Dipeptidyl-peptidase 3 has been found to act as a myocardial depressant factor. Procizumab, a specific antibody for dipeptidyl-peptidase 3, was found to improve cardiac and renal function in a mouse model of heart failure. In human studies, higher levels of circulating DPP3 protein in cardiogenic shock patients indicated a more severe disease course, with a higher risk of refractory cardiogenic shock and death.

== Tissue distribution ==
Outside cells, DPP3, referred to as circulating DPP3 (cDPP3), is detected in various extracellular fluids, including cerebrospinal fluid, seminal plasma, and retroplacental plasma in low levels. In healthy adults, cDPP3 is present in plasma at a median concentration of 10 ng/mL, with an upper normal range of 22 ng/mL (97.5th percentile). However, in populations resembling ICU patients (e.g., older individuals with comorbidities), median cDPP3 levels of 14 ng/mL, with an upper range of 30 ng/mL, as defined by the 95th percentile.

== Function ==
DPP3 helps degrade a variety of bioactive peptides, including angiotensins and endogenous opioids like enkephalins and endomorphins.

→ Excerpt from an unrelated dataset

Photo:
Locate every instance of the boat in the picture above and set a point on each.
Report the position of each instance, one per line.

It does this by removing dipeptides from the end of each peptide molecule, whose length is typically in the range of 4 to 10 residues.

One of its best-characterized substrate is angiotensin II (Ang II), a key hormone produced by the body to increase blood pressure. Recent research indicates that DPP3 actively degrades Ang II in vivo, in particular leading to reduced blood pressure in hypertensive mice. Other studies suggest that DPP3 increases renal blood flow, and this appears to be due to reduced activation of Angiotensin II receptor type 1.

=== Oxidative stress ===
Within cells, DPP3 activates the KEAP1-NRF2 antioxidant pathway, which helps combat oxidative stress. It does this by competing with NRF2 to bind to KEAP1, releasing it to translocate to the nucleus. DPP3 is overexpressed in the brain under conditions of oxidative stress, such as loss of blood supply to the brain, and plays a significant role in reducing inflammation and cell death in those circumstances. Similarly, studies in mice suggest it has a role in reducing oxidative stress and damage to bones.

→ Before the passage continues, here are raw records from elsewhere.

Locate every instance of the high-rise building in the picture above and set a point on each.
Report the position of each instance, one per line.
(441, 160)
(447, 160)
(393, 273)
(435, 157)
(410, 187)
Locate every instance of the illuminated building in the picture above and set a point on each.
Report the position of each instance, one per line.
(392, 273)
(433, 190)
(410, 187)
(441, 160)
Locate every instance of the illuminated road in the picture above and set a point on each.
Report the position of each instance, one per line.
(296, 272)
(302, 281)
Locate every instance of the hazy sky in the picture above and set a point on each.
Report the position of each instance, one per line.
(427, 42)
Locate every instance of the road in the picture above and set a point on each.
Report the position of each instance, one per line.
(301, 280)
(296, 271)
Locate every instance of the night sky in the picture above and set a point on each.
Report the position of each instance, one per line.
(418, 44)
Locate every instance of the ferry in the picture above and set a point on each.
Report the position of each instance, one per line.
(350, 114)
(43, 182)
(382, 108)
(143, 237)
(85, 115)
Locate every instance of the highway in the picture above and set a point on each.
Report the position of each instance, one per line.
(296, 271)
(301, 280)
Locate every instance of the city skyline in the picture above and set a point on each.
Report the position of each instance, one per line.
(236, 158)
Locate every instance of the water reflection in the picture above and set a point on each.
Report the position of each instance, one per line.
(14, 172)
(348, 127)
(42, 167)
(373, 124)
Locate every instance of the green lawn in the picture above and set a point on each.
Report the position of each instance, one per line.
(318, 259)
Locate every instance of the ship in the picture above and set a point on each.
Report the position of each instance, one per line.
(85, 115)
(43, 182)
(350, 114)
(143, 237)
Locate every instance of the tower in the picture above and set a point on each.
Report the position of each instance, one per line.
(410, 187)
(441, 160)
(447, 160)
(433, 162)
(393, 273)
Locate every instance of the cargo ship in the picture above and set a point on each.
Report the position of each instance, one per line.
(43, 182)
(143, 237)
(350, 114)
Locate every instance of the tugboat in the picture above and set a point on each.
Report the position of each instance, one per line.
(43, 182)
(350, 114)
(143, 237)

== Clinical significance ==

=== Role as a Biomarker ===
Blood DPP3 levels have been proposed as a biomarker for circulatory shock. This is because high levels of DPP3 in the blood are associated with reduce heart function, organ failure, and shock in critically ill patients.

=== Role in shock and circulatory failure ===
Beyond being a marker, there is some evidence that blood DPP3 levels are causally related to poor outcomes. During shock, the body increases production and/or release of vasoconstrictive hormones like Angiotensin II to try to restore blood pressure. However, DPP3 acts to degrade Angiotensins, so high levels may make it harder for the body to correct the problem.

=== As a drug target ===
DPP3 is being researched as the target of certain drugs intended to treat cardiac shock. The idea is to prevent DPP3 from breaking down Angiotensin II, and therefore make it easier for the body to restore blood pressure. Anti-DPP3 antibody treatments such as Procizumab have shown promising results in animal studies.